Write each of the following sets in set-builder notation. $$ \\{2,4,8,16,32,64 \ldots\\} $$

Short answer

The set \{2, 4, 8, 16, 32, 64...\} can be represented in set-builder notation as \{x : x = 2^n, n ∈ N\}

Step-by-step solution

Identify the Pattern

The first step is to identify the pattern followed by the elements in the set. Here, starting from the first number, each subsequent number is obtained by doubling (multiplying by 2) the previous number. This is a geometric sequence with a common ratio of 2.

Write the Set in Set-Builder Notation

After identifying the pattern, the set can now be written in set-builder notation. Here the set is the set of all numbers in the form \(2^n\), where 'n' is a natural number. Therefore, the set can be represented in set-builder notation as \{x : x = 2^n, n ∈ N\}

Key concepts

Geometric Sequence

A geometric sequence is a series of numbers in which each term after the first is found by multiplying the previous term by a constant called the common ratio. In our example, the sequence starts with 2, and each subsequent term is 2 times the term before it, making the common ratio 2. This means that if you pick any number in the sequence and divide it by its predecessor, you'll always get 2.

Geometric sequences can be found in various places in nature and human-made systems, from the spirals of seashells and the branches of trees to the interest calculation in your savings account. It's a fundamental concept in mathematics because it helps us describe and understand these types of growth patterns efficiently and effectively.

• Starting Term: 2
• Common Ratio: 2
• Sequence Formula: The n-th term is given by the formula \(a_n = a_1 \times r^{(n-1)}\), where \(a_1\) is the first term and 'r' is the common ratio.

In our set, the terms can be denoted as \(2, 2^2, 2^3, 2^4, \ldots\), with each term representing \(2^n\), where 'n' is the position of the term in the sequence.

Mathematical Patterns

Identifying mathematical patterns allows us to predict and understand the world around us. Patterns can occur in sequences of numbers, shapes, events, or even abstract ideas. Once we recognize a pattern, we can describe it using a mathematical formula, enabling us to find any term in the sequence without listing all the terms.

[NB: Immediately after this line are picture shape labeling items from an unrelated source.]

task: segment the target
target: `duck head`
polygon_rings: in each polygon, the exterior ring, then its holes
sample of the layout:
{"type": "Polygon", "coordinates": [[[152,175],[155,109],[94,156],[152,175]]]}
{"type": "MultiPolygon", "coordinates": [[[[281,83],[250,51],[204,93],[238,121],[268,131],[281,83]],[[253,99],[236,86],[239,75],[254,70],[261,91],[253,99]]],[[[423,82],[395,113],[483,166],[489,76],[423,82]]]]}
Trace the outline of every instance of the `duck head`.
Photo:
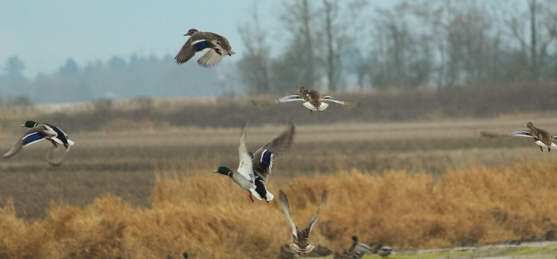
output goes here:
{"type": "Polygon", "coordinates": [[[221,174],[224,174],[224,175],[229,175],[230,172],[232,172],[228,167],[219,167],[218,169],[213,171],[213,173],[218,173],[221,174]]]}
{"type": "Polygon", "coordinates": [[[198,31],[198,30],[197,30],[196,29],[189,29],[189,31],[188,31],[188,33],[184,34],[184,36],[190,36],[192,35],[193,35],[193,33],[195,33],[196,32],[197,32],[198,31],[198,31]]]}
{"type": "Polygon", "coordinates": [[[35,127],[35,126],[37,126],[37,124],[38,124],[38,123],[36,123],[35,121],[33,121],[32,120],[28,120],[28,121],[27,121],[25,122],[25,124],[21,125],[21,126],[22,127],[27,127],[27,128],[33,128],[33,127],[35,127]]]}

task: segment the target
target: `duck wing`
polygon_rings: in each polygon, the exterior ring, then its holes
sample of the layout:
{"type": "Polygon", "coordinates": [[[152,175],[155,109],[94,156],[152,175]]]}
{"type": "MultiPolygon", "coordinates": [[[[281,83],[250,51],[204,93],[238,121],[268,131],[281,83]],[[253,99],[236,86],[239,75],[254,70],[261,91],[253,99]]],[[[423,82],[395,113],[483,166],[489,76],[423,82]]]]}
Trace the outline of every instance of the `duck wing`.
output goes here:
{"type": "Polygon", "coordinates": [[[527,136],[528,138],[536,138],[535,136],[532,135],[529,131],[526,131],[525,130],[522,130],[520,131],[514,131],[511,132],[509,134],[509,136],[527,136]]]}
{"type": "Polygon", "coordinates": [[[208,36],[201,32],[196,32],[190,36],[182,47],[180,51],[174,57],[176,63],[182,64],[189,60],[196,52],[208,47],[207,41],[210,40],[208,36]]]}
{"type": "Polygon", "coordinates": [[[242,131],[240,137],[240,145],[238,147],[238,153],[240,156],[240,163],[238,166],[238,173],[250,180],[253,182],[255,177],[253,175],[253,165],[251,162],[252,155],[247,151],[246,146],[246,126],[242,131]]]}
{"type": "Polygon", "coordinates": [[[271,107],[276,104],[289,102],[294,101],[305,101],[305,100],[300,97],[300,95],[288,95],[272,101],[255,101],[252,100],[251,103],[253,104],[253,105],[257,107],[271,107]]]}
{"type": "Polygon", "coordinates": [[[309,233],[311,232],[311,229],[313,228],[313,226],[315,225],[317,223],[317,217],[319,216],[319,211],[325,207],[325,204],[327,203],[327,191],[324,190],[321,194],[321,202],[319,203],[319,207],[317,209],[317,212],[315,212],[315,214],[314,215],[313,217],[311,218],[311,220],[310,221],[310,223],[307,224],[307,227],[306,227],[306,229],[309,229],[307,232],[307,235],[309,236],[309,233]]]}
{"type": "Polygon", "coordinates": [[[282,190],[278,191],[278,205],[280,206],[281,210],[282,211],[282,214],[286,217],[286,220],[290,224],[290,228],[292,228],[292,234],[298,237],[297,229],[296,228],[294,222],[292,221],[292,217],[290,216],[290,206],[288,204],[288,197],[286,197],[286,194],[282,190]]]}
{"type": "Polygon", "coordinates": [[[220,63],[221,60],[222,56],[211,48],[197,60],[197,63],[204,67],[211,67],[220,63]]]}
{"type": "Polygon", "coordinates": [[[4,154],[4,158],[9,158],[16,154],[22,148],[28,146],[45,139],[45,138],[56,136],[57,133],[48,125],[40,124],[37,126],[28,129],[23,133],[16,144],[4,154]]]}
{"type": "Polygon", "coordinates": [[[262,180],[267,182],[267,175],[271,174],[273,166],[273,158],[290,148],[295,133],[294,124],[290,122],[288,128],[253,153],[252,159],[253,172],[262,180]]]}
{"type": "MultiPolygon", "coordinates": [[[[227,54],[232,55],[236,53],[232,50],[232,47],[230,47],[230,43],[228,42],[228,40],[226,38],[214,32],[204,32],[204,33],[209,40],[213,41],[221,48],[226,51],[228,52],[227,54]]],[[[224,54],[223,53],[223,55],[224,54]]]]}
{"type": "Polygon", "coordinates": [[[351,102],[348,102],[347,101],[339,101],[338,100],[336,100],[332,96],[330,96],[329,95],[323,96],[323,101],[333,102],[335,104],[337,105],[340,105],[345,108],[351,108],[355,106],[351,102]]]}

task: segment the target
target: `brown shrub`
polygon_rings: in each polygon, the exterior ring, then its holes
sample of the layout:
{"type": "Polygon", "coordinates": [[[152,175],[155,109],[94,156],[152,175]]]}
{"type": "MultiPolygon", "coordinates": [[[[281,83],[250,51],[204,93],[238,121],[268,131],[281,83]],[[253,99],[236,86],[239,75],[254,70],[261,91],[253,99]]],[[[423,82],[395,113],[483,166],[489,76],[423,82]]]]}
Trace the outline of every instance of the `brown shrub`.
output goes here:
{"type": "MultiPolygon", "coordinates": [[[[526,160],[508,168],[475,166],[428,174],[355,170],[297,177],[277,185],[289,194],[292,218],[307,224],[320,194],[330,198],[311,238],[335,250],[350,237],[397,248],[492,242],[541,235],[557,215],[557,162],[526,160]]],[[[164,170],[164,169],[159,169],[164,170]]],[[[178,172],[174,174],[179,175],[178,172]]],[[[52,203],[42,220],[0,208],[0,255],[13,257],[270,258],[290,241],[276,202],[251,203],[228,178],[158,178],[152,208],[134,208],[108,195],[84,209],[52,203]]]]}

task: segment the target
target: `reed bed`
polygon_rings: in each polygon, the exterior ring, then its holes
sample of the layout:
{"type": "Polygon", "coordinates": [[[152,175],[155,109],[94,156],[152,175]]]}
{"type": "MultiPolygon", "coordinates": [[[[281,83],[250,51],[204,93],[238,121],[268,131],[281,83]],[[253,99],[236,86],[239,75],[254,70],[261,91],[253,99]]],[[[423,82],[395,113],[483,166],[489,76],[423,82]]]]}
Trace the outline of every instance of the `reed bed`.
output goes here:
{"type": "MultiPolygon", "coordinates": [[[[204,170],[203,166],[196,170],[204,170]]],[[[223,175],[157,167],[150,207],[106,194],[82,208],[52,202],[42,219],[0,209],[0,258],[276,258],[291,232],[275,201],[252,203],[223,175]]],[[[323,189],[329,199],[311,240],[334,250],[350,237],[396,249],[496,242],[555,229],[557,161],[531,159],[430,174],[340,170],[268,184],[289,194],[303,227],[323,189]]]]}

Patterns can be arithmetic (where the difference between consecutive terms is constant), geometric (where the quotient of consecutive terms is constant), or more complex. Recognizing the pattern in a sequence is a critical skill, as it provides a foundation for understanding functions, series, and much more in mathematics.

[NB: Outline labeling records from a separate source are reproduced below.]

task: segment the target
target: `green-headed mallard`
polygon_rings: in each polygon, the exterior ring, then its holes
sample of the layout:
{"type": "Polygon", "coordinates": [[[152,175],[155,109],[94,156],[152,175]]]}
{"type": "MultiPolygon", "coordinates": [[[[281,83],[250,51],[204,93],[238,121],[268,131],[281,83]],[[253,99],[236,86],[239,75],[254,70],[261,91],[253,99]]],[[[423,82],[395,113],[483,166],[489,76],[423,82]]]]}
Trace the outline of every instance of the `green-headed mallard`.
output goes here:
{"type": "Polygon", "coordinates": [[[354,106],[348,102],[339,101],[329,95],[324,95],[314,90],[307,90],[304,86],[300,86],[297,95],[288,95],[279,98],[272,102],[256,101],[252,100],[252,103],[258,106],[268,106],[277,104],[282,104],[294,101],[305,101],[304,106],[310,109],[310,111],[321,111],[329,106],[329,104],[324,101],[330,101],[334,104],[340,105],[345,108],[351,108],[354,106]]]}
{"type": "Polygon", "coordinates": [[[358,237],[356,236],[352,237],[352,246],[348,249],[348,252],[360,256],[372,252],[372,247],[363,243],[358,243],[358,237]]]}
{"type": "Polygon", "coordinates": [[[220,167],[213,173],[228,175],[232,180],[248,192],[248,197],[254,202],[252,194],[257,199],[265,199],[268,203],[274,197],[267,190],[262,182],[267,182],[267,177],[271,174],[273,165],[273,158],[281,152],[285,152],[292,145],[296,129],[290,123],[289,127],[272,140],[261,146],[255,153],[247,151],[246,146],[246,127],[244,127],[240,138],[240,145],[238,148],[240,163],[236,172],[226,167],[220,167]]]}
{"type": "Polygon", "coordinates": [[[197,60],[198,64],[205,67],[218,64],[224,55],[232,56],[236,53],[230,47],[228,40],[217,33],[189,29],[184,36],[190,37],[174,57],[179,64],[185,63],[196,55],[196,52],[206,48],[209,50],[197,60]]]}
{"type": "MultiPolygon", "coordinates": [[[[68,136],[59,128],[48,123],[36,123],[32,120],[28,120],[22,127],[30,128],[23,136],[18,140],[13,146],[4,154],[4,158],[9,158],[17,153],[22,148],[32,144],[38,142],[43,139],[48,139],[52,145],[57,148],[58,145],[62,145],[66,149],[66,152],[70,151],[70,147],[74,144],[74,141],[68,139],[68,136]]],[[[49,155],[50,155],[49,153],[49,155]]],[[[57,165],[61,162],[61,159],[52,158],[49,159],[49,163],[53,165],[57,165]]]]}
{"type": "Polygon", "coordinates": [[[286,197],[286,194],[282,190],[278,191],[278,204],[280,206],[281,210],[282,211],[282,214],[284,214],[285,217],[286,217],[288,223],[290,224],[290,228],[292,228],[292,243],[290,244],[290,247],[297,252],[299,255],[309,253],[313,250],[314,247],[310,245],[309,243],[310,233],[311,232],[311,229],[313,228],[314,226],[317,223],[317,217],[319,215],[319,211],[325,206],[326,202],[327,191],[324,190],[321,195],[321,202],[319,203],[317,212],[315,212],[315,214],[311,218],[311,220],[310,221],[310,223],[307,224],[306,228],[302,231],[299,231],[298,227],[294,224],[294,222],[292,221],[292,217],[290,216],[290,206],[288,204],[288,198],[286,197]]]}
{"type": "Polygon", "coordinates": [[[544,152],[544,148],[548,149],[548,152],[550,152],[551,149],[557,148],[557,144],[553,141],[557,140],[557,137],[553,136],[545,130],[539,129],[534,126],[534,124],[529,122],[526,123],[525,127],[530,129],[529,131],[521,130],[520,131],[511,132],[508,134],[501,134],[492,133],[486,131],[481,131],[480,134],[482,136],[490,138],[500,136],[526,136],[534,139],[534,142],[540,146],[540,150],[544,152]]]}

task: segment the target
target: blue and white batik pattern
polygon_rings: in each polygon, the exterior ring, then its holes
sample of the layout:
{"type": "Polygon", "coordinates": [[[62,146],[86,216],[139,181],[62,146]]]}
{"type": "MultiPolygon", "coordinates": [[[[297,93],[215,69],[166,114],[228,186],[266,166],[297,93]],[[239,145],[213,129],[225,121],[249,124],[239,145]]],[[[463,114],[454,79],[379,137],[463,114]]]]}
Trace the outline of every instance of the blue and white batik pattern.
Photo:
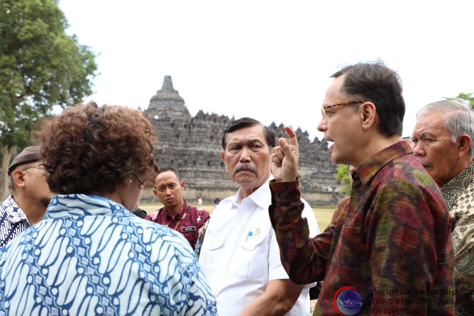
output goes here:
{"type": "Polygon", "coordinates": [[[9,196],[0,205],[0,248],[31,226],[13,197],[9,196]]]}
{"type": "Polygon", "coordinates": [[[189,243],[95,195],[55,195],[0,250],[0,316],[217,315],[189,243]]]}

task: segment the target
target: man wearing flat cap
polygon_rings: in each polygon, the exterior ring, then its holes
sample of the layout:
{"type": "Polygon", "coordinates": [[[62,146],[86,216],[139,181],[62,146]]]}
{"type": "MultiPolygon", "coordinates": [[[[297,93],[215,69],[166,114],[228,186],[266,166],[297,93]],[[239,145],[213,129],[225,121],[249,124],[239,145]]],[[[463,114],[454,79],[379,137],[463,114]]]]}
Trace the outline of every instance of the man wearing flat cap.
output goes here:
{"type": "Polygon", "coordinates": [[[30,146],[8,167],[13,195],[0,205],[0,248],[45,216],[53,196],[39,160],[39,147],[30,146]]]}

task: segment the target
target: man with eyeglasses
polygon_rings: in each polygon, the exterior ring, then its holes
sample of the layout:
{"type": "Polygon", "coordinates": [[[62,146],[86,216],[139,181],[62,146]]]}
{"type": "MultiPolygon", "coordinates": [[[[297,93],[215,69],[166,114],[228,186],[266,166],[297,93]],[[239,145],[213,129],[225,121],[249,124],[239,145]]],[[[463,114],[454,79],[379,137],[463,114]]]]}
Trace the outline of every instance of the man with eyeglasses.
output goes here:
{"type": "Polygon", "coordinates": [[[39,222],[53,197],[39,160],[39,147],[27,147],[8,167],[13,195],[0,205],[0,248],[39,222]]]}
{"type": "Polygon", "coordinates": [[[298,143],[285,130],[272,155],[269,208],[290,279],[324,280],[315,315],[453,315],[452,220],[439,188],[401,138],[405,103],[384,63],[334,74],[318,130],[332,161],[356,166],[347,214],[309,237],[297,178],[298,143]],[[360,310],[360,312],[359,312],[360,310]]]}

• Arithmetic Sequence: Addition or subtraction by a fixed number
• Geometric Sequence: Multiplication or division by a fixed number
• Complex Patterns: Could involve alternating sequences or varying operations

In our exercise, the sequence exhibits a repeating pattern of multiplication, specifically by the factor of 2. This discovery is what leads us to classify the sequence as a geometric one.

Natural Numbers

Natural numbers are the set of all positive integers starting from 1. They are the numbers we typically use for counting and ordering and are a foundational block in mathematics. When we talk about 'n' being a natural number in our set-builder notation, it restricts the values of 'n' to these counting numbers, excluding zero and negative numbers.

In set theory and other branches of mathematics, natural numbers are often denoted by the symbol \(\mathbb{N}\), and they are infinite. Here are a few characteristics of natural numbers:

• They begin from 1 and go on indefinitely: 1, 2, 3, 4, \ldots
• Used for counting (there are 3 apples) and ordering (this is the 1st item)
• They do not include zero, fractional, or negative numbers

So, when the solution to our exercise specifies 'n ∈ N', it means that 'n' can be any natural number, giving us an infinite set of terms in the geometric sequence.